I finally got to hear / see the Danish String Quartet live a couple weeks ago. They played Beethoven and Bartok, music which they play very well, but I wouldn’t care if I heard them play the canon ever again. The deep spiritual core of the DSQ’s repertoire is their set of Scandinavian folk music arrangements.
How to describe these pieces? They are fiddle tunes that would sound familiar to anyone with an interest in Scottish reels or American bluegrass. They are fashioned into forms full of variety, spontaneity, and verve that function, emotionally and intellectually, as real pieces of music.
The style of the arrangements draws from the Italian baroque, French impressionism, modern pop and film score music, contemporary indie rock, and old fashioned jug band music.
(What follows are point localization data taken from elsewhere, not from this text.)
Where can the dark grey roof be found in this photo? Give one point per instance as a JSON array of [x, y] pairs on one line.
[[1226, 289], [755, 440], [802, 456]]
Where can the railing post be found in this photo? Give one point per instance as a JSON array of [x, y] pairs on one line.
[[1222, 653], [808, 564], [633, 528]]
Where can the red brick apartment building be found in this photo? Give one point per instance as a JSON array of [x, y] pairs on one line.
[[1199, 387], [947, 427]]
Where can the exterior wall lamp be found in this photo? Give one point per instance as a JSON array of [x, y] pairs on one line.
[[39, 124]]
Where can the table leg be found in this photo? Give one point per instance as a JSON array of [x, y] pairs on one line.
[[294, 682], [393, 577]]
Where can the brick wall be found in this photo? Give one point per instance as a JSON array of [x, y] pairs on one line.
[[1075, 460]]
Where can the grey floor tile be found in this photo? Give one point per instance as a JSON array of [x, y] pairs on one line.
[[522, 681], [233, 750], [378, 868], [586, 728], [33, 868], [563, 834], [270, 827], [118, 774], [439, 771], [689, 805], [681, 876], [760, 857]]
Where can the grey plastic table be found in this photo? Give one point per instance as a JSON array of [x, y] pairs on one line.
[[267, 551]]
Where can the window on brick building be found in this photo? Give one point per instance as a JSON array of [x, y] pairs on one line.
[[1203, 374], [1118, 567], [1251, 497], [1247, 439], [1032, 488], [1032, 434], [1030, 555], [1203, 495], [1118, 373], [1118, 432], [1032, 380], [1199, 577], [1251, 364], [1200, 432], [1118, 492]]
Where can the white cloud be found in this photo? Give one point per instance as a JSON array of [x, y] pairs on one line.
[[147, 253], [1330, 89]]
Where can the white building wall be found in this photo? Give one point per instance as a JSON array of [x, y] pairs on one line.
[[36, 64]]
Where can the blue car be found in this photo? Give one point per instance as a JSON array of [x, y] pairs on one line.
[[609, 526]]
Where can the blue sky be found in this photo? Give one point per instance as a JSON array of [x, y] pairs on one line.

It’s hard even to parse the influences because they are blended so seamlessly into a coherent style, which, were I to hazard a name for it, I would call Cosmopolitan String Folk. (This would be a great name for the group itself if they ever decided to ditch the whole Danish thing.)
The music is arranged by the members of the quartet themselves, and as far as I’m concerned, that makes these gentlemen the leading composer-performers of the current generation. They perform with finesse and subtlety, both live and in person. They’ve got enough twang to make you feel country, and enough polish to make you feel urbane.
It’s hard for me to express how much I love this music, but here’s a go at it: the Danish Quartet’s Scandinavian folk arrangements are my platonic ideal of what new concert music should be. It’s music that is deeply connected to an ancient tradition, and that draws from the best styles and tools available from the history of music. The textures spring forth from the instruments themselves, and the music has been crafted by the hands of the performers.
I know the DSQ will continue to play Beethoven and Adès and Haydn, but if they ever give it up and just play full shows of the Scandinavian folk music, I’ll be first in line to buy a ticket.